By 2025, the global cost of cybercrime is expected to hit a staggering $10.5 trillion, growing at an alarming 15% every year. Similarly, last year saw over 3,200 reported data breaches, affecting approximately 353 million individuals. These statistics demonstrate that a proactive and intelligent approach to data security is no longer optional.

This is where Data Security Posture Management (DSPM) comes in. DSPM provides contextual insights and automated controls necessary to protect sensitive data (structured and unstructured) across public clouds, SaaS, and On-prem environments, enabling organizations to fuel their business analytics or genAI initiatives confidently.

Read on to learn more about DSPM and how it enables enterprises to address key data security objectives.
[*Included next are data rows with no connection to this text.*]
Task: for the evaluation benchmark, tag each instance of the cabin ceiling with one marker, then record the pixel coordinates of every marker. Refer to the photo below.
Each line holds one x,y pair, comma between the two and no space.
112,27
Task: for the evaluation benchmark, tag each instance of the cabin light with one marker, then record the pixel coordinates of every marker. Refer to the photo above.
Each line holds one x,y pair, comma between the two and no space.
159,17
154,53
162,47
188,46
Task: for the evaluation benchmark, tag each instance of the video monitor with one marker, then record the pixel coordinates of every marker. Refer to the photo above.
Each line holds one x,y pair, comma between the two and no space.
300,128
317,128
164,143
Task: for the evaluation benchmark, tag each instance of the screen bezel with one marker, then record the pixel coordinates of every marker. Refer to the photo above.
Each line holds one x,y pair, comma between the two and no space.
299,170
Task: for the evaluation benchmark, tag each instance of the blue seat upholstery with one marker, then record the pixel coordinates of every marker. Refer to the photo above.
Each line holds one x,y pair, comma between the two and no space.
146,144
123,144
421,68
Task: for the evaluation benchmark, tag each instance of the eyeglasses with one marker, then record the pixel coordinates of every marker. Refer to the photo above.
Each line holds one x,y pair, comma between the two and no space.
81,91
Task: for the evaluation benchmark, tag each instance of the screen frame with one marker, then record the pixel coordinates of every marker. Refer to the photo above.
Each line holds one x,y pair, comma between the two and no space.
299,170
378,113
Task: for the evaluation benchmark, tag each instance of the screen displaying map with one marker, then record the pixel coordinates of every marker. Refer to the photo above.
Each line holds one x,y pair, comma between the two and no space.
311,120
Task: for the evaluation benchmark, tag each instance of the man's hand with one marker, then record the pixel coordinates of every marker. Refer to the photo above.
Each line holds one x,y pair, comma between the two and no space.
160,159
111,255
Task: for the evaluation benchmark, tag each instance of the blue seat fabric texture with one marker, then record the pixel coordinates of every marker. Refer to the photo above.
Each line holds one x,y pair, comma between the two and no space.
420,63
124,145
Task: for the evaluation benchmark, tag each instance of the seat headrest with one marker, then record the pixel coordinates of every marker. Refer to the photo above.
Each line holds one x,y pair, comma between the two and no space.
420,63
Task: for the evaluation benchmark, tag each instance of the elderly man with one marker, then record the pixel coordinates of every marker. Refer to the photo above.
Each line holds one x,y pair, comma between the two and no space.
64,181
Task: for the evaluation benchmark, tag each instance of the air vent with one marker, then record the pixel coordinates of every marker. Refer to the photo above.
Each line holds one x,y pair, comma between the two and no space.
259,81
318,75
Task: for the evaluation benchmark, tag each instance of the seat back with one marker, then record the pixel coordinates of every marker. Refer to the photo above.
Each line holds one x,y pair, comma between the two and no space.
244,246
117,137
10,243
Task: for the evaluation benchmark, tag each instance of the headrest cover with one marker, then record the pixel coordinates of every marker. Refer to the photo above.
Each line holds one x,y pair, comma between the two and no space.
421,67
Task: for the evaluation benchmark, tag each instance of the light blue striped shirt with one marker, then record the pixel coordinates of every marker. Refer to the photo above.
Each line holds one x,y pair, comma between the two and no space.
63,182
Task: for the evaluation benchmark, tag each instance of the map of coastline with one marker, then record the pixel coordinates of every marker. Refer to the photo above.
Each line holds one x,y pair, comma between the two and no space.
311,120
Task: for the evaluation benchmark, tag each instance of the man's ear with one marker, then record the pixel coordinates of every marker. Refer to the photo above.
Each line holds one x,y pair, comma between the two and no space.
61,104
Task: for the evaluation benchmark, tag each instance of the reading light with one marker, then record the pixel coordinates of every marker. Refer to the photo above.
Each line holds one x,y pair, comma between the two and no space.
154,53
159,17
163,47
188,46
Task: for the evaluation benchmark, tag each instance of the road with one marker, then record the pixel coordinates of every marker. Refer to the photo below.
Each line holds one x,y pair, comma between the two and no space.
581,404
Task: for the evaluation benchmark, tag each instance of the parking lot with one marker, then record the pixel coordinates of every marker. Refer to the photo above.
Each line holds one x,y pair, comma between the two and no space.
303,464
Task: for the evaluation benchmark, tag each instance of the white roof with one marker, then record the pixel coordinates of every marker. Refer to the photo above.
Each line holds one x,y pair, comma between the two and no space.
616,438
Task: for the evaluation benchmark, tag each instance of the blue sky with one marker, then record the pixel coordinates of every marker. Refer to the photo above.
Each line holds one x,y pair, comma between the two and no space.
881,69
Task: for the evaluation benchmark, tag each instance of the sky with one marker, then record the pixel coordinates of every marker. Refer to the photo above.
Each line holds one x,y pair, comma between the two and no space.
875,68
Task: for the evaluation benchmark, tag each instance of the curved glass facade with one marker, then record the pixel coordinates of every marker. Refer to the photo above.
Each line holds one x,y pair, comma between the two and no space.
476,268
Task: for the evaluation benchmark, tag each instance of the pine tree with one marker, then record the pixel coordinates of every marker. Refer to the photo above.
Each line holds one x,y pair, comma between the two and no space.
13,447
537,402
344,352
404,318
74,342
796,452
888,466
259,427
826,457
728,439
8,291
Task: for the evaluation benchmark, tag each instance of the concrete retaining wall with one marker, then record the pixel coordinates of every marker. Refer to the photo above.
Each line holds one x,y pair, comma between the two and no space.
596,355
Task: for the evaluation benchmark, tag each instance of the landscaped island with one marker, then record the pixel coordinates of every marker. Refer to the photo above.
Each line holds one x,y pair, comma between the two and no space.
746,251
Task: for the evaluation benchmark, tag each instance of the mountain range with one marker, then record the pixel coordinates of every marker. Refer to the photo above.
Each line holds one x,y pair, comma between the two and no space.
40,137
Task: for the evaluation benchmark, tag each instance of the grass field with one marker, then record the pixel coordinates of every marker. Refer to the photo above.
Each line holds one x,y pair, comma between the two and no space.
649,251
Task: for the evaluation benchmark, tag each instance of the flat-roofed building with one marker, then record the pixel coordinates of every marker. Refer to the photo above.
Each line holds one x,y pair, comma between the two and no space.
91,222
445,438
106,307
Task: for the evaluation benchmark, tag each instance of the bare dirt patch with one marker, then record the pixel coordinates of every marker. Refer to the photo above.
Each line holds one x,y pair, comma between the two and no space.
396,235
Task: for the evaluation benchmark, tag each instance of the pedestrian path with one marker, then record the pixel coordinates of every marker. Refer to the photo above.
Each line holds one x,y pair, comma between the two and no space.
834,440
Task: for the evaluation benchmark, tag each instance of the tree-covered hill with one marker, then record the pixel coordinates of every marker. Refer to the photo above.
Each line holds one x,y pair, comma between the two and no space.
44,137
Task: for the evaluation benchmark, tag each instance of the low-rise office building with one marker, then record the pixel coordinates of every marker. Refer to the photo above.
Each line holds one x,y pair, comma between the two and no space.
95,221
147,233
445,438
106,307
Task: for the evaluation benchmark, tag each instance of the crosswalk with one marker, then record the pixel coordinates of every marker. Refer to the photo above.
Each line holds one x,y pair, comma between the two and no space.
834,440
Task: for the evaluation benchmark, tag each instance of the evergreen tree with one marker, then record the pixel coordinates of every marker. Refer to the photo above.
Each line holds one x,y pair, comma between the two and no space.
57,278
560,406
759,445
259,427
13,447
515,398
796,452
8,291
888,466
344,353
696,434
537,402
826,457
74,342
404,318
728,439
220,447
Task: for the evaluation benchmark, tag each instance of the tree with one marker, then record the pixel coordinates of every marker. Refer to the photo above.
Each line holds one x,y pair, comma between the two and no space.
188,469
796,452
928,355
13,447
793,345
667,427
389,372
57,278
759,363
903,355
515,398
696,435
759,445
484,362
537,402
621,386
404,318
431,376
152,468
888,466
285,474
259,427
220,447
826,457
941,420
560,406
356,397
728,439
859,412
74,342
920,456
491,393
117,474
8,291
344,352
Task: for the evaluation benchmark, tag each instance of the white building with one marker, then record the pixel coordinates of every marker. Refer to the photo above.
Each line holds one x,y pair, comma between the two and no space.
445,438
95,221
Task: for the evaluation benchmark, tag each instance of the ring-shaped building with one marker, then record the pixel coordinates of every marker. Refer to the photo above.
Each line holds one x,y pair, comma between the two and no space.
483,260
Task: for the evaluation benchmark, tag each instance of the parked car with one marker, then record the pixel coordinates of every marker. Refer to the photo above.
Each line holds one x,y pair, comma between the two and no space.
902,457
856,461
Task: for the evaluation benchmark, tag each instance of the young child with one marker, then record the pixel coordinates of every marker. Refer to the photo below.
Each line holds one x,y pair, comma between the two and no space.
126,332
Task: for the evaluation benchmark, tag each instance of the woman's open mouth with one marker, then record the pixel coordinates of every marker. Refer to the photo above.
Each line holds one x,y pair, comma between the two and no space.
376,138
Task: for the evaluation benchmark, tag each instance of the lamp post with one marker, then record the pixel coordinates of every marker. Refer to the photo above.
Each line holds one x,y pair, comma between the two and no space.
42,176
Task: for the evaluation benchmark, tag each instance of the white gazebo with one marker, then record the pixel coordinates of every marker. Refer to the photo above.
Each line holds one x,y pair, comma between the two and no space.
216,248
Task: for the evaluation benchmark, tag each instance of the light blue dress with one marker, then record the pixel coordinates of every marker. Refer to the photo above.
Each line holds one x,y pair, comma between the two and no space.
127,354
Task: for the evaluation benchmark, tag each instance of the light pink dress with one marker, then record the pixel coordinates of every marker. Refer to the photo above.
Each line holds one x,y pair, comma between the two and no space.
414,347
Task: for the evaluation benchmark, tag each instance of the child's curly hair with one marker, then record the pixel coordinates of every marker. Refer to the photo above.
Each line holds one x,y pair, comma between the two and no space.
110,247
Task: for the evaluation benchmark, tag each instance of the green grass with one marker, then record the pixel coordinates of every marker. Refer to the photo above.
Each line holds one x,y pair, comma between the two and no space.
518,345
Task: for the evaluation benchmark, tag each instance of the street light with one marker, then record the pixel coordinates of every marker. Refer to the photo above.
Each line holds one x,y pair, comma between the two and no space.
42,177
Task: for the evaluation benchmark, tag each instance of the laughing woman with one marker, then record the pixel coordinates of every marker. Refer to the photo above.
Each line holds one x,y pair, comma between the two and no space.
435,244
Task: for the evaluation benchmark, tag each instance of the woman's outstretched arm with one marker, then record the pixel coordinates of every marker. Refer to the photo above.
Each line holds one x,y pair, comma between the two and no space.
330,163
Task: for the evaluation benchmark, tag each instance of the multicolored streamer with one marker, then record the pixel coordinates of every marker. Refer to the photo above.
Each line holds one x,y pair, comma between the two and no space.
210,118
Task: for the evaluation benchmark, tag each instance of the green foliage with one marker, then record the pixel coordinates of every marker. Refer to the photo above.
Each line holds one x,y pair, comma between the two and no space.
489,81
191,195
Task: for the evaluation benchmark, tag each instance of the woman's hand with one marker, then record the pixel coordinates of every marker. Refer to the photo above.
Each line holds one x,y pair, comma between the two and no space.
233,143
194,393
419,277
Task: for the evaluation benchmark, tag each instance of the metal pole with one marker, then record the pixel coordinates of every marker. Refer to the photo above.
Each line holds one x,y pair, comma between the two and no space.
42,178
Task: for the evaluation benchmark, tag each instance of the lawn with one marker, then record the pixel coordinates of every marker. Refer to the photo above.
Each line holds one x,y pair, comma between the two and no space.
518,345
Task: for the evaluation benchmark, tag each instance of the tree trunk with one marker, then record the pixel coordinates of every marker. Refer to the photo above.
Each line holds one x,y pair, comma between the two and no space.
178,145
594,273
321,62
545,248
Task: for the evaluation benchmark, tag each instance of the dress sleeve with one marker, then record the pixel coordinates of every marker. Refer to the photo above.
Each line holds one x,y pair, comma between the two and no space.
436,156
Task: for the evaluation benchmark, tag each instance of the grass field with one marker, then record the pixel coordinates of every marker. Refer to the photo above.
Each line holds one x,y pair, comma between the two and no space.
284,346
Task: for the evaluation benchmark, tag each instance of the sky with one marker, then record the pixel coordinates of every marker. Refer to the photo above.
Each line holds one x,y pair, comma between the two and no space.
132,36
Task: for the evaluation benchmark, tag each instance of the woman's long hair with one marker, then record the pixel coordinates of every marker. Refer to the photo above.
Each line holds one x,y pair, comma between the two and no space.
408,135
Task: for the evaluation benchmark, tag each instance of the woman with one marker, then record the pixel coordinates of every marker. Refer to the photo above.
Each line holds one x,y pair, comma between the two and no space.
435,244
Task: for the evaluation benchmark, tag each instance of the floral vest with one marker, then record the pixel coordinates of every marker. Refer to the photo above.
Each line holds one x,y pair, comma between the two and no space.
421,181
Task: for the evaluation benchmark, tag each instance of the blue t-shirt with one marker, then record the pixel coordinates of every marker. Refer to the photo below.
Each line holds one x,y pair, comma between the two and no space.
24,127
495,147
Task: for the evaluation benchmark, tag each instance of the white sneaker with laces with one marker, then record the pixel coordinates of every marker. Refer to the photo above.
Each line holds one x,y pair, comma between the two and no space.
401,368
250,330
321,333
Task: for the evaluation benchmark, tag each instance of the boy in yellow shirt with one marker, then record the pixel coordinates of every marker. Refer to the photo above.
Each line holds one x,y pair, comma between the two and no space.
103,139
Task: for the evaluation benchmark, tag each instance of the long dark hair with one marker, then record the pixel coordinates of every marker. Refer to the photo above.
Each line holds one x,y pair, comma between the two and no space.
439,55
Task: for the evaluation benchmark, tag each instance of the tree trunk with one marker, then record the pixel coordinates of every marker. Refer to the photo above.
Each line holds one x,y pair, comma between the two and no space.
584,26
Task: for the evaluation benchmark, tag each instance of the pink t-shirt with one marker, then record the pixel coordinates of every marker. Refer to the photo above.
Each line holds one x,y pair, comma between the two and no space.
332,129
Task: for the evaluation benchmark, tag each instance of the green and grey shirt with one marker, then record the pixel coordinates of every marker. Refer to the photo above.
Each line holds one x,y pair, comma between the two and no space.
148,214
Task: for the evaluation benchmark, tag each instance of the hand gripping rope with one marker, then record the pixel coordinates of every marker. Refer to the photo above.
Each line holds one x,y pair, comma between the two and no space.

The blog also covers the core concepts around DSPM and its broad capabilities.

What is DSPM?

Data Security Posture Management (DSPM) provides visibility into sensitive data, including where it exists within an enterprise environment, who can access it, and how it is used. It further provides comprehensive insights into security posture and associated risks, helping teams to implement robust controls or policies to mitigate them effectively.

DSPM was first introduced and defined by Gartner in its 2022 Hype Cycle™ for Data Security report. Later, in 2024, GigaOm further defined DSPM in its GigaOm Radar report as a solution that provides

“visibility into where sensitive data is, who has access to it, and how it is being used. DSPM gives a comprehensive view of an organization’s data security posture, its compliance position, security and privacy risks, and, crucially, how to deal with them.”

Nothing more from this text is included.